Adam Liaw’s barbecued lamb leg with tomato and mint salad
My favourite way to cook a lamb leg isn’t to roast it. A deboned and butterflied leg is a great thing to barbecue, particularly when served with a fresh, herby salsa.
Ingredients
1 boneless lamb leg, around 1.2kg
salt and pepper, to season
2 tsp dried oregano
¼ cup olive oil, plus extra if needed
½ red onion, peeled and very thinly sliced
4 heirloom tomatoes, cut into chunks
¾ cup mixed cherry tomatoes, halved
2 tbsp each of parsley and mint, roughly chopped
2 tbsp red wine vinegar
Method
Step 1
Season the lamb leg very well with salt and pepper, rub in the oregano and refrigerate overnight.
Step 2
When ready to cook, heat a hooded barbecue for about 10 minutes.

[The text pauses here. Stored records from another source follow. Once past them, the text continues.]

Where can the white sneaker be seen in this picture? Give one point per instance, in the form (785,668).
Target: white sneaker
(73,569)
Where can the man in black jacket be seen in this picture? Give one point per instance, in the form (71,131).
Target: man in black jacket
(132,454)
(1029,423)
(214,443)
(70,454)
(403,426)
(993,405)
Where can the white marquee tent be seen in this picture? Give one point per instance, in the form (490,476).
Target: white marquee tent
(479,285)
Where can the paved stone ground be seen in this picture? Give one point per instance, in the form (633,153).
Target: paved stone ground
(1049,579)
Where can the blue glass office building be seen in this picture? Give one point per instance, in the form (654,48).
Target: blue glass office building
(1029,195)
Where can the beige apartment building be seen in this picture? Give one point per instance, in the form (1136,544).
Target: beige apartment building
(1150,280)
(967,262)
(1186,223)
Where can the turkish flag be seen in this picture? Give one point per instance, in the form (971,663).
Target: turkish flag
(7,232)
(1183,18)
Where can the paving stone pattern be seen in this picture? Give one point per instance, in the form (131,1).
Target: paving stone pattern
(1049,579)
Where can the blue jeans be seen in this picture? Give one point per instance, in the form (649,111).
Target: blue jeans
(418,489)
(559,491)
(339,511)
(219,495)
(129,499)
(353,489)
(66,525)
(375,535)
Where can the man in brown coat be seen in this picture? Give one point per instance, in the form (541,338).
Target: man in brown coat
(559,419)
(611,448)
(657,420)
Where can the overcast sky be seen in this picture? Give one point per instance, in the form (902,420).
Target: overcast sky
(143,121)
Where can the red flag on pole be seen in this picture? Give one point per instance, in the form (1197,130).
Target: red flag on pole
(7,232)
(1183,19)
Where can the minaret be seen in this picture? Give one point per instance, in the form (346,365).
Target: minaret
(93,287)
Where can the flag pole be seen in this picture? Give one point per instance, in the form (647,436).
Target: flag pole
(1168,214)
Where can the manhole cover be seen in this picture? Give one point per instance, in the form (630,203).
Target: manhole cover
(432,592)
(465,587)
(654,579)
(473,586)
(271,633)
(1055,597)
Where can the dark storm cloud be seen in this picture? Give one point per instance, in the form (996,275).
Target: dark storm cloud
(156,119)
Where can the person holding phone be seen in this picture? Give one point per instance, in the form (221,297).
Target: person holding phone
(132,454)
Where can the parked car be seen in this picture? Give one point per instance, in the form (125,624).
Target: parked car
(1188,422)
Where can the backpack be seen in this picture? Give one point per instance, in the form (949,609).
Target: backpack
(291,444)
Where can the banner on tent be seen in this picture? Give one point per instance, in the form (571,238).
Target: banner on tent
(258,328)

Drizzle the lamb with olive oil, place on the barbecue and cook for about 30 minutes with the hood down, turning every 8-10 minutes until cooked to your liking. If you have a probe thermometer, I suggest removing the lamb from the grill when the internal temperature reaches about 52C. Remove and place on a clean tray, drizzle with olive oil and set aside for 10 minutes to rest.
Step 3
Prepare the tomato salad by combining the red onion, tomatoes and herbs in a bowl. Drizzle generously with olive oil and the red wine vinegar, and season with salt and pepper.
Step 4
To serve, return the lamb to the barbecue to reheat for just a minute or two on each side. Cut into 1cm slices and serve with the tomato and mint salad.